By @PreInternet01 - 8 months
You might think that one would tire of unrealistic hot takes on the entire situation at some point (especially the 'Microsoft breakdown' in this one is grating), but I have to admit I still enjoy them, mostly since there are some promising opportunities here down the road that require the story to be kept alive.

First and foremost: bust mono-cultures in critical IT environments. Meaningful vendor diversity should be mandatory-by-law, and just like in the early days of the Internet, when nobody in their right mind would move into a data center that didn't have at least separate 'Cisco' and 'Juniper' uplink connectivity (so a vendor-specific bug wouldn't wipe you off the net: "ah, that unexpected BGP behavior took down all our peers for several hours" was, like, a weekly occurrence then), we shouldn't accept check-in-counter-workstations running exclusively on Windows today. It's already inexcusable that 'boot into the last OS snapshot that still worked' (which is commercial-off-the-shelf stuff used in most schools, just because 'little Johnny broke the PC again' is just a fact of life there) is apparently beyond oh-so-important mega-corps like Delta, but we need to go further.

So: mandatory hardware switches that select a boot into either Windows (running off one brand of SSD), or Linux or another completely-independent alternative (running on another brand of storage device, so that 'well, today is the day that all Seagate drives refuse to respond, due to an uptime integer overflow' is recoverable). One environment runs Chrome/Edge, Office365-connected-using-that-lovely-propietary-Exchange-protocol, the Microsoft TN3270 emulator and what-have-you. The other Firefox, OpenOffice with Thunderbird-over-IMAPS, Mocha TN3270 -- you get the idea. Run one environment for 3-to-4 days, then a mandatory switch-over, then back again, all year round. The training and making-everything-look-and-work-the-same development efforts will be fun, but nothing insurmountable.

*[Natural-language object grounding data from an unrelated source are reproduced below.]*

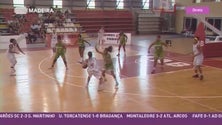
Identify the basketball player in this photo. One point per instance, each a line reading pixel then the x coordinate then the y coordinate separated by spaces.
pixel 81 43
pixel 12 50
pixel 60 51
pixel 101 36
pixel 108 63
pixel 53 40
pixel 93 70
pixel 158 52
pixel 122 42
pixel 198 58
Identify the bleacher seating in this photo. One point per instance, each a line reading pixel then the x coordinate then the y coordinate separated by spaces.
pixel 112 20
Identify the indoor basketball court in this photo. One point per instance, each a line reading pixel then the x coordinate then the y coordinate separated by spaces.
pixel 36 88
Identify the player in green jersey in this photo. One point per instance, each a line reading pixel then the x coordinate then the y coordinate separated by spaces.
pixel 81 43
pixel 158 52
pixel 108 63
pixel 60 51
pixel 122 42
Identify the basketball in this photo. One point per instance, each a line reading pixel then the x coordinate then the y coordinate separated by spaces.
pixel 84 65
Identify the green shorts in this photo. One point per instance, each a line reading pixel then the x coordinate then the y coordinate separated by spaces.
pixel 159 55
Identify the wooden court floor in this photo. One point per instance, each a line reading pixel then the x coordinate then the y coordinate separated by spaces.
pixel 35 88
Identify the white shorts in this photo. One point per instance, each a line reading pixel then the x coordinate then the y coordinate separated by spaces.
pixel 198 61
pixel 96 73
pixel 11 58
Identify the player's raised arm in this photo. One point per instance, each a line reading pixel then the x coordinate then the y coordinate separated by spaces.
pixel 150 47
pixel 97 50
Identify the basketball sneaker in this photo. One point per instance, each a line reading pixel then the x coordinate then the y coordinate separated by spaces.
pixel 195 76
pixel 201 77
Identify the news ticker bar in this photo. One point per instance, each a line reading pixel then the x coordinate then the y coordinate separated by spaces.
pixel 111 118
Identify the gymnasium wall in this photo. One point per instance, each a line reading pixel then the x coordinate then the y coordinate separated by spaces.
pixel 180 14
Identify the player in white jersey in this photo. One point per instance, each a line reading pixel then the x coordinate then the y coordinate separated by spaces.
pixel 101 39
pixel 12 50
pixel 93 70
pixel 53 40
pixel 198 58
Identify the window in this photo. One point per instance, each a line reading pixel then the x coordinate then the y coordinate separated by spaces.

Next up: Clownstrike and cohorts. Much has been made of the fact that custom kernel-mode drivers were used to track system activity, leading to this particular incident, but I can assure you, as a repeat victim of Enterprise Security Solutions, that even in plain old user mode, it's entirely feasible to mess things up beyond recovery using just the programming equivalent of a butter knife. And getting rid of layers like these will just never happen: "simply make the underlying OS secure enough" is not compatible with an open market for general computing, nor with the ambitions of Security Bureaucrats, and there will always be a need for 'zero day mitigation' which, when done reasonably well, can actually have dramatically good outcomes. I see this on a regular basis when figthing email phishing and spam: if you happen to catch a novel attack strategy and block it right away (which often requires an entirely new class of checks), you prevent a significant number of incidents. Snooze for an hour or two, and the (often painful) damage is done. So, "external vendors pushing cutting-edge code to all your devices on a real-time basis" is here to stay, and while certain players of course need to step up their basic validation game, regulation can only do so much.

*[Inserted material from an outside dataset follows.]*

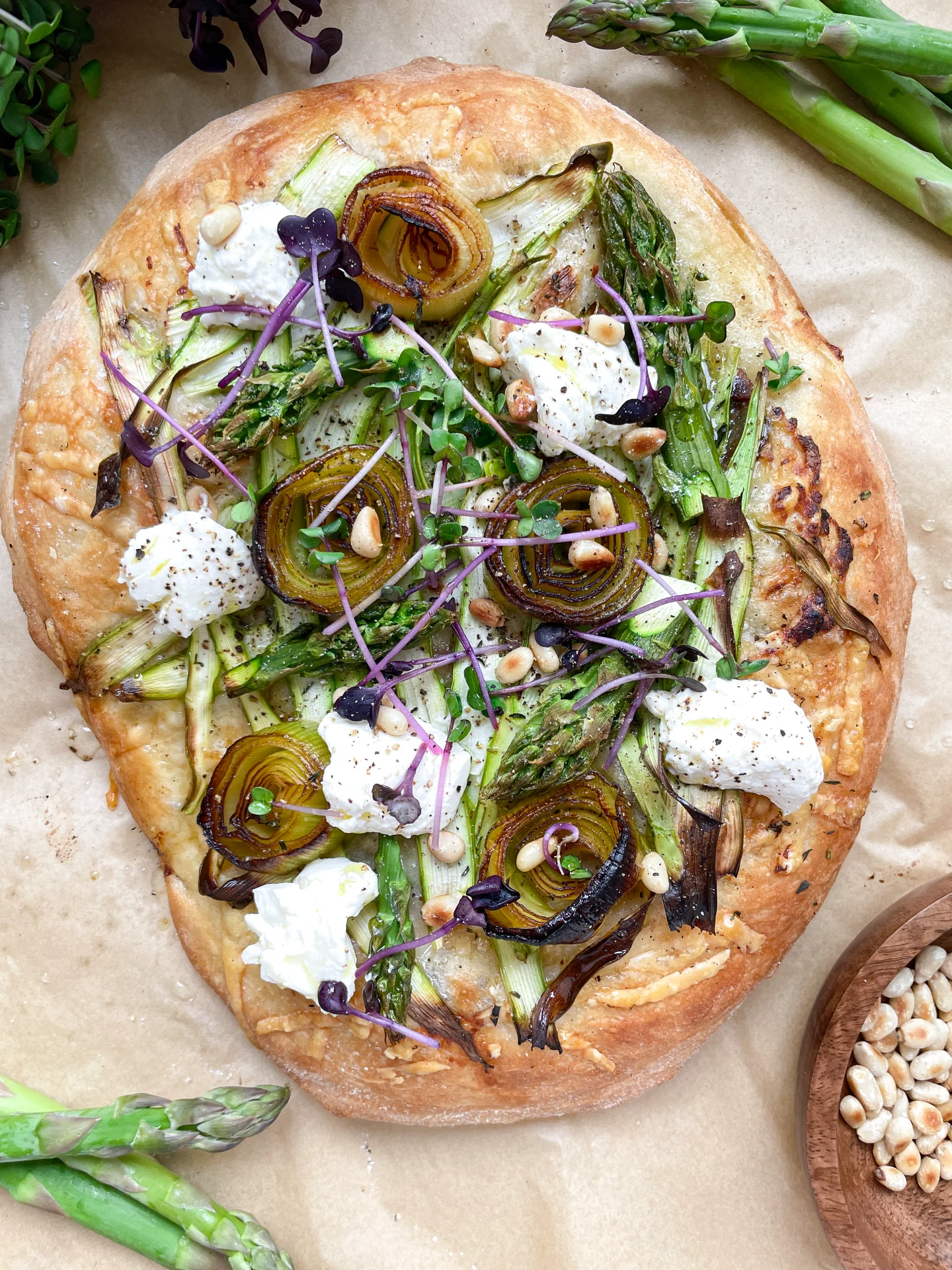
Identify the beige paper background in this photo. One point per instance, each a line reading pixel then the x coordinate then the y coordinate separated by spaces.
pixel 95 995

So, what can be done: force Microsoft to ship https://learn.microsoft.com/en-us/sysinternals/downloads/sys... as a default and supported part of the OS, open-source it, have an industry-leading bug-bounty program, plus provide a rock-solid user-mode API that not only satisfies MS requirements, but also those of accredited third-party vendors. On Linux, where most interesting full-system observability tooling is still proprietary as well, find someone to open-source theirs (hey, Elastic has https://github.com/elastic/ebpf and some related stuff like https://github.com/open-telemetry/opentelemetry-ebpf-profile..., so perhaps that's a good basis?), with pretty much with the same requirements: rock-solid, open to reasonable criticism/improvements and a generally safe interface to whatever observability is deemed to be required.

TL;DR: the time has come for legally-mandated dual-ecosystem critical-use workstations with vendor-agnostic and safe observability APIs. First to deliver wins!